L'ébauche de pointe foliacée est mise au jour en 2003 sur le site Cliche-Rancourt (BiEr- 14), situé sur une rive du lac aux Araignées dans le secteur de Mégantic en Estrie. Elle provient de l'aire d'occupation principale du site, comprenant les restes d'un campement recelant des traces d'activités domestiques et artisanales, comme la taille de la pierre. Cette découverte témoigne de la présence d'un groupe associé à la culture paléoindienne ancienne sur le territoire du Québec il y a de cela plus de 11 000 ans.

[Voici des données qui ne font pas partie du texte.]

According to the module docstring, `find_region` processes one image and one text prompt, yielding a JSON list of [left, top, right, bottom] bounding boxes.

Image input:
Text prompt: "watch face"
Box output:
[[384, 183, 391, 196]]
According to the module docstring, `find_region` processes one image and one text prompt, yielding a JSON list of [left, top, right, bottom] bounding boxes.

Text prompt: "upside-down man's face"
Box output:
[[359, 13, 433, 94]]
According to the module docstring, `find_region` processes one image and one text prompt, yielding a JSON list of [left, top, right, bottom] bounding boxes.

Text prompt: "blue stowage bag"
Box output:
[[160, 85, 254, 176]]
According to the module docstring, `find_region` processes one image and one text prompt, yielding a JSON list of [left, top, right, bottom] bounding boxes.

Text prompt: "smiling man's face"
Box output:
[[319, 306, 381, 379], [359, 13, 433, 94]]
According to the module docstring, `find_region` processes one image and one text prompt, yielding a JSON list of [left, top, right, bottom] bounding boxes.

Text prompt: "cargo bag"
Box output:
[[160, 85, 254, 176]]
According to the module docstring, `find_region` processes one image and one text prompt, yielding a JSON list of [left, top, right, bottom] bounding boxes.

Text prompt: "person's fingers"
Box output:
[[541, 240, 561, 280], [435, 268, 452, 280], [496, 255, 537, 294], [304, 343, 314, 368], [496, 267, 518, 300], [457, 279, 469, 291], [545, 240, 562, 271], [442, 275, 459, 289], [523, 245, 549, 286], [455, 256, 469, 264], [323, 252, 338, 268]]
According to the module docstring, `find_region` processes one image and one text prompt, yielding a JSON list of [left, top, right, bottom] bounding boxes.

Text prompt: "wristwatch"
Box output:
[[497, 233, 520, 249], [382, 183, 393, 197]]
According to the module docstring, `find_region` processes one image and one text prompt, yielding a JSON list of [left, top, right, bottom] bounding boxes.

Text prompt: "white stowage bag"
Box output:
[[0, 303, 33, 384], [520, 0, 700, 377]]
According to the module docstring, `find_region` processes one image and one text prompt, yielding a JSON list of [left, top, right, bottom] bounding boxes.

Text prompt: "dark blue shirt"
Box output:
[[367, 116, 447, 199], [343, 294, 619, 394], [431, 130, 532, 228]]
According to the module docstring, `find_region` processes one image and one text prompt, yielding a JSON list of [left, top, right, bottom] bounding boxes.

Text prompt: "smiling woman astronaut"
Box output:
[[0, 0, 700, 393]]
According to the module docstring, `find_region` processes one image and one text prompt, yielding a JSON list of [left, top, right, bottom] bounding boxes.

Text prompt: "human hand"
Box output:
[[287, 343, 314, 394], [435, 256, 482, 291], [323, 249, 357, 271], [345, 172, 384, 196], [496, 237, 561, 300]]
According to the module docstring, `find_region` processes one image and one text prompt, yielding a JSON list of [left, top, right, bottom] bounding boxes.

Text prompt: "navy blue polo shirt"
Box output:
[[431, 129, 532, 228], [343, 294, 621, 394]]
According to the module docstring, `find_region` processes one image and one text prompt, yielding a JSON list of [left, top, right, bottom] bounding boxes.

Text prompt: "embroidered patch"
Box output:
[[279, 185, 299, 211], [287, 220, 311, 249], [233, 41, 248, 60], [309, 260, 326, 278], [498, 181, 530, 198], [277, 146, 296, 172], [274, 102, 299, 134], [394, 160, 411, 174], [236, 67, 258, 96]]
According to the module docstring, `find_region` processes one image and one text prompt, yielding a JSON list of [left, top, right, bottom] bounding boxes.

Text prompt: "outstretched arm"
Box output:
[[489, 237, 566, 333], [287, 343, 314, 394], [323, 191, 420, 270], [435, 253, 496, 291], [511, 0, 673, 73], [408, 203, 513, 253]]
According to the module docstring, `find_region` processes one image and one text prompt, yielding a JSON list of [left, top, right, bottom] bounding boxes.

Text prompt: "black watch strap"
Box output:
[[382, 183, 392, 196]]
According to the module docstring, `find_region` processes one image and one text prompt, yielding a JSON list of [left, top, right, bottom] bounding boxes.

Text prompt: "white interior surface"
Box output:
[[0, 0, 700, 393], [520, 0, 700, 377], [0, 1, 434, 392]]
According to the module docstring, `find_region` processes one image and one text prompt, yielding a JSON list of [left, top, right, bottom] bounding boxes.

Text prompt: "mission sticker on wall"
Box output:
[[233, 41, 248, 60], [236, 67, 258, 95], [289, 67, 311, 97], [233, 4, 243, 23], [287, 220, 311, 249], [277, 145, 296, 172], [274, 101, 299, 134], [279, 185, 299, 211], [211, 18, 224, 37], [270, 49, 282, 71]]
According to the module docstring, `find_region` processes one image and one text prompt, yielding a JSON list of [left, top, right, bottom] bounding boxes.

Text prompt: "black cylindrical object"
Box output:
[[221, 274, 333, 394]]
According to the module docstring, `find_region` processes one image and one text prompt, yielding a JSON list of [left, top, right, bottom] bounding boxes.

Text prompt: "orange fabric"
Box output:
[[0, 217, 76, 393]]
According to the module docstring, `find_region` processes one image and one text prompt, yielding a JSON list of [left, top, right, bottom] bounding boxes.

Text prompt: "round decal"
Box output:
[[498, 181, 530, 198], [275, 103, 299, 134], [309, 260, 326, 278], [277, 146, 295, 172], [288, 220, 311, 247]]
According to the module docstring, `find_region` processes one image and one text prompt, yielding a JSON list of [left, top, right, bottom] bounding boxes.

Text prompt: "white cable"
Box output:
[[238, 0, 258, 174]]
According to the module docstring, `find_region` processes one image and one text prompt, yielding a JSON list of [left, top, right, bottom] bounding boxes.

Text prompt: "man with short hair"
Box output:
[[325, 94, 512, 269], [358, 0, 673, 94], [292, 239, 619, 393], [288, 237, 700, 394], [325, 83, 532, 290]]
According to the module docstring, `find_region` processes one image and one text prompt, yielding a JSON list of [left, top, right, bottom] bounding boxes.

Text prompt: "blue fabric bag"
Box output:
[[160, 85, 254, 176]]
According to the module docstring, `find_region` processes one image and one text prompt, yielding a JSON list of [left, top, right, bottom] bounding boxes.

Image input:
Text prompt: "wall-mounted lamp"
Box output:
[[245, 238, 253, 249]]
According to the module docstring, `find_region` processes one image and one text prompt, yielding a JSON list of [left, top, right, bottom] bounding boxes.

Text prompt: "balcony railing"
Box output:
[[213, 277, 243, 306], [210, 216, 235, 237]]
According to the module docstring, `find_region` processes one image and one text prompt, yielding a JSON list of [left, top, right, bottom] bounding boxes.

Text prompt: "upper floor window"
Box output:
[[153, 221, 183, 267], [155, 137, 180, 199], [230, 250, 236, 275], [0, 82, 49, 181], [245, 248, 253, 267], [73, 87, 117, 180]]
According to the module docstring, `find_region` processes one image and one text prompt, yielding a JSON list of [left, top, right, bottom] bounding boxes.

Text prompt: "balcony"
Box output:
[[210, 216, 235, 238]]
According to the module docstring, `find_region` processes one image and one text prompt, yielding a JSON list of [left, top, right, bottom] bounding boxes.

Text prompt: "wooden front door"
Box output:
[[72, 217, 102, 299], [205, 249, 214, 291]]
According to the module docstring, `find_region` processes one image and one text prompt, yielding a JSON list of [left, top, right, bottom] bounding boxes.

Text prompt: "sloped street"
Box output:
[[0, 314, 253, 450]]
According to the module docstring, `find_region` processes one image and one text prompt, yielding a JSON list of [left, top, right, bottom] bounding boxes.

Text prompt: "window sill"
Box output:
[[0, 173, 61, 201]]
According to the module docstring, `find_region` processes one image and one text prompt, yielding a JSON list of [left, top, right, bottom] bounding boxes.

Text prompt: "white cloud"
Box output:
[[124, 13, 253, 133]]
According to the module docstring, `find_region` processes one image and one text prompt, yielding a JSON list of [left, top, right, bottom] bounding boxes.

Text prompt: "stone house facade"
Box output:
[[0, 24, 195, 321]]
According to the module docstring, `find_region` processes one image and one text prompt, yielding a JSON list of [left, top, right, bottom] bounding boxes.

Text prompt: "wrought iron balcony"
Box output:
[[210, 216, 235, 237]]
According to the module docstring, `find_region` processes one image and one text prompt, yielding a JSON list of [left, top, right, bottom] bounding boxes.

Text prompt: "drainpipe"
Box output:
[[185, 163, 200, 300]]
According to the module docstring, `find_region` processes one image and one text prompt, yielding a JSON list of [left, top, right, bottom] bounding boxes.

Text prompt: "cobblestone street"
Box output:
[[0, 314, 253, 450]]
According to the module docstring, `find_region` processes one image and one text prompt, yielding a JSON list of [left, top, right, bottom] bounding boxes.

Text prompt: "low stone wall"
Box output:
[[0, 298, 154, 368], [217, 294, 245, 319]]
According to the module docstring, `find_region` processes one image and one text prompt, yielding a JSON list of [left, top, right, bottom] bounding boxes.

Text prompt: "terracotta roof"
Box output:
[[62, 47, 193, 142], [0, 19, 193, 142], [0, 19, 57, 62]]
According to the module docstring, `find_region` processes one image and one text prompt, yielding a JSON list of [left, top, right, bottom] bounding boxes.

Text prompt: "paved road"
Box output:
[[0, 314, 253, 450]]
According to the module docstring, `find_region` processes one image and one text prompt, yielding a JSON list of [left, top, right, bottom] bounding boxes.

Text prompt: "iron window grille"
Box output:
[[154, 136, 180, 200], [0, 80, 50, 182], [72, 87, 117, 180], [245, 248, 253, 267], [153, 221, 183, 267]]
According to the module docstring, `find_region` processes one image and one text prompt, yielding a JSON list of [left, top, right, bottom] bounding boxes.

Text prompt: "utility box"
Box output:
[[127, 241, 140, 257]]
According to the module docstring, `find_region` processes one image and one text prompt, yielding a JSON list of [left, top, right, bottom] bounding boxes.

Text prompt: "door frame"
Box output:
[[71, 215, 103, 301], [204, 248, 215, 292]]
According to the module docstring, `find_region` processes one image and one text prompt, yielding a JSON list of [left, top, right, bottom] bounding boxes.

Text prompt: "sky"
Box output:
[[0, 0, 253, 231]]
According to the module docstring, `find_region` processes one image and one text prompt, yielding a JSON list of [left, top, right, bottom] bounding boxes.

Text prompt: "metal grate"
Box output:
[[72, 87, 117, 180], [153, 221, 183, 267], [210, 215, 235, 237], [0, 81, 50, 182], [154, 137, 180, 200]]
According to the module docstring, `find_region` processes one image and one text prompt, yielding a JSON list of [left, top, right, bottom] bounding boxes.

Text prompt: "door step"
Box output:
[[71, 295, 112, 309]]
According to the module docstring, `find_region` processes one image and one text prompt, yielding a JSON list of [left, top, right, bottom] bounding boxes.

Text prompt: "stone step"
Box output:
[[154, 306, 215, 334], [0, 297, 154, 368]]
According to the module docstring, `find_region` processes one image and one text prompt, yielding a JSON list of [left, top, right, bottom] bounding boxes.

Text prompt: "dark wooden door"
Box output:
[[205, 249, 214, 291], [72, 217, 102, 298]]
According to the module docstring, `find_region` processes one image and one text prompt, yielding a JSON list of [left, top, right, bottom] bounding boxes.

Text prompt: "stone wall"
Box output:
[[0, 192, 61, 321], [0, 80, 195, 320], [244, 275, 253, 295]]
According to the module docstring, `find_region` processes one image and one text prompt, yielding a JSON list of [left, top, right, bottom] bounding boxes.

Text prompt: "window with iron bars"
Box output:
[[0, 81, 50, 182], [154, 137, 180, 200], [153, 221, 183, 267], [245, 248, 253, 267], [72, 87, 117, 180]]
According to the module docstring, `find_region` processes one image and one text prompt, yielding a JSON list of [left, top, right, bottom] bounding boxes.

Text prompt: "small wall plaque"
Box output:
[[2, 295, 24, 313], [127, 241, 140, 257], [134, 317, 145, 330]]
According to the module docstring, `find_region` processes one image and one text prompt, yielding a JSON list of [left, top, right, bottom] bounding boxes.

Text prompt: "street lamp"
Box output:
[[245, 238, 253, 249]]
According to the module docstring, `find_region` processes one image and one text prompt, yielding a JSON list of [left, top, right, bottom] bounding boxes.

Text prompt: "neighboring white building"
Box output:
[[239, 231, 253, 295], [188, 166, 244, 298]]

La très grande majorité des artéfacts mis au jour avec cette ébauche ont été fabriqués à partir de pierres provenant des États de la Nouvelle-Angleterre. Il est donc fort probable que le groupe de la région de Mégantic faisait partie d'une bande plus étendue qui avait pour centre d'opération le Maine et le New Hampshire. Au Québec, ce type de pointe est rare. Jusqu'à présent, les seuls spécimens trouvés ont été mis au jour dans la région de Mégantic.

Bien que la pierre composant la pointe soit d'abord identifiée comme étant du chert vert en se basant sur les éléments macroscopiques, elle est correctement identifiée par une analyse microscopique effectuée à l'aide de la fluorescence X. Il s'agit de rhyolite, bien que les inclusions caractéristiques de ce type de pierre soient rares ou invisibles.

L'objet fait partie de l'exposition « Fragments d'humanité » présentée par le Musée de Pointe-à-Callière, cité d'archéologie et d'histoire de Montréal.

Cette ébauche de pointe remonte avec l'éclat de cannelure BiEr-1-319L.

RÉFÉRENCES

BURKE, Adrian L., Claude CHAPDELAINE et Gilles GAUTHIER. « Refining the Paleoindian Lithic Source Network at Cliche-Rancourt Using XRF ». Archaeology of Eastern North America. Vol. 42 (2014), p. 101-128.
CHAPDELAINE, Claude. « Cliche-Rancourt, un site du Paléoindien ancien ». CHAPDELAINE, Claude, dir. Entre lacs et montagnes au Méganticois, 12 000 ans d’histoire amérindienne. Paléo-Québec, 32. Montréal, Recherches amérindiennes au Québec, 2007, p. 47-120.
CHAPDELAINE, Claude. « Early Paleoindian Occupation at Cliche-Rancourt, Southeastern Quebec ». CHAPDELAINE, Claude, dir. Late Pleistocene Archaeology and Ecology in the Far Northeast. College Station, Texas A&M University Press, 2012, p. 135-163.
CHAPDELAINE, Claude. Le Méganticois : la vingt-cinquième école de fouilles, juillet-août 2003. Rapport de recherche archéologique [document inédit], Université de Montréal, 2003. 133 p.